Embora pareça uma cena de ficção científica, é uma realidade, grandes cidades dos Estados Unidos estão afundando.
Enquanto o nível do mar global aumentou 22 centímetros desde 1880, de acordo com a NOAA, um novo estudo publicado na Nature Cities por pesquisadores da Virginia Tech revela que a terra sob muitas cidades americanas está cedendo.
O fenômeno, conhecido como subsidência, foi analisado em 28 grandes cidades, e os resultados são alarmantes: pelo menos 20% da área urbana em todas elas apresenta algum grau de afundamento, e em 25 das 28, mais de 65% da superfície está descendendo.
### Houston, o caso mais extremo: até 10 mm por ano
Embora inicialmente pensasse-se que o afundamento afetava principalmente cidades costeiras como Nova York, Los Angeles ou Houston, o estudo demonstrou que o fenômeno também ocorre em áreas interiores como Las Vegas, Denver, Nashville, Oklahoma City e Indianápolis. Isso indica que a subsidência urbana está muito mais disseminada do que se pensava.

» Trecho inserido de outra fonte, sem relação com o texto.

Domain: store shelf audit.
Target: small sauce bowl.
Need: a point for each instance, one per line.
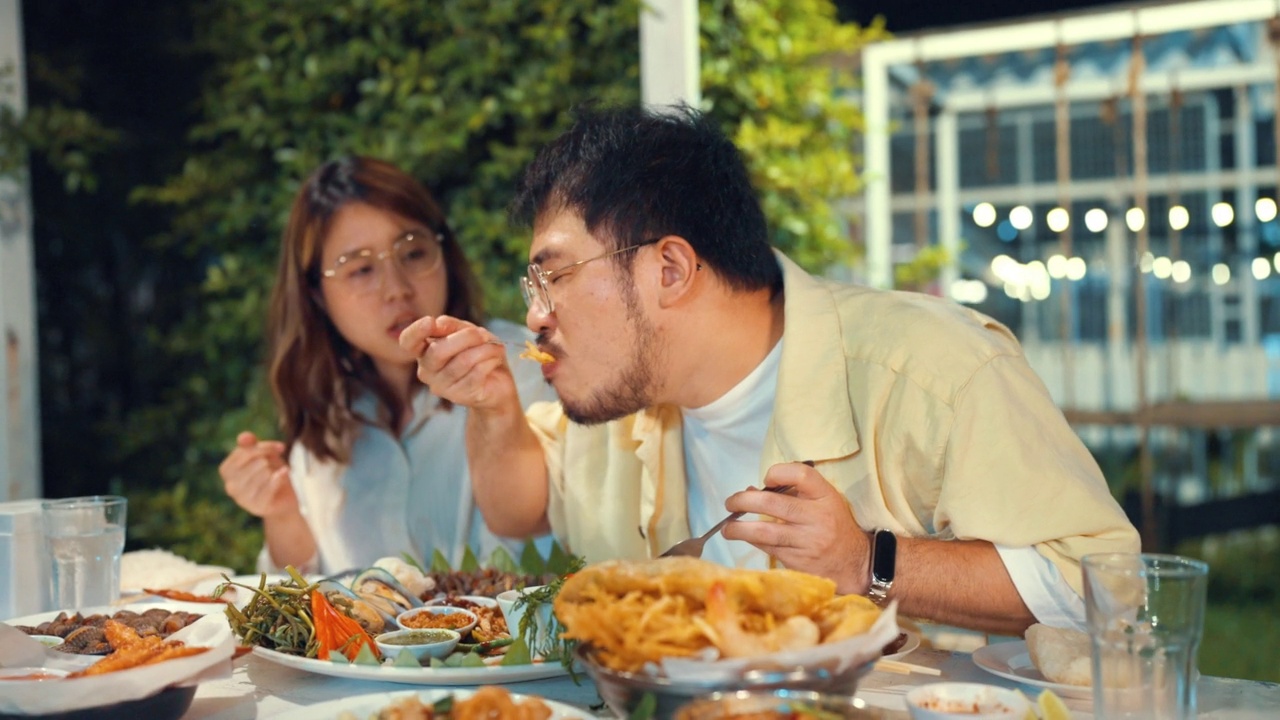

Em Houston, algumas áreas estão afundando até 10 milímetros por ano, representando um risco cumulativo para a infraestrutura urbana.
### Impactos estruturais e desafios para o planejamento urbano
Mesmo deslocamentos mínimos podem comprometer edifícios, estradas e redes de transporte.
“Até pequenas quedas de terreno podem afetar a integridade estrutural de edifícios, pontes e ferrovias”, adverte Leonard Ohenhen, autor principal do estudo.
Esses movimentos, embora imperceptíveis a curto prazo, levantam desafios urgentes para planejadores urbanos, engenheiros e proprietários de imóveis.

### Por que as cidades estão afundando?
A principal causa de subsidência em muitas cidades é a extração intensiva de águas subterrâneas, que reduz a pressão nos aquíferos e provoca a compactação de sedimentos finos. “Este tipo de afundamento tem sido observado por décadas, mas seu impacto em áreas urbanas é cada vez mais preocupante”, afirma Susanna Werth, coautora do estudo.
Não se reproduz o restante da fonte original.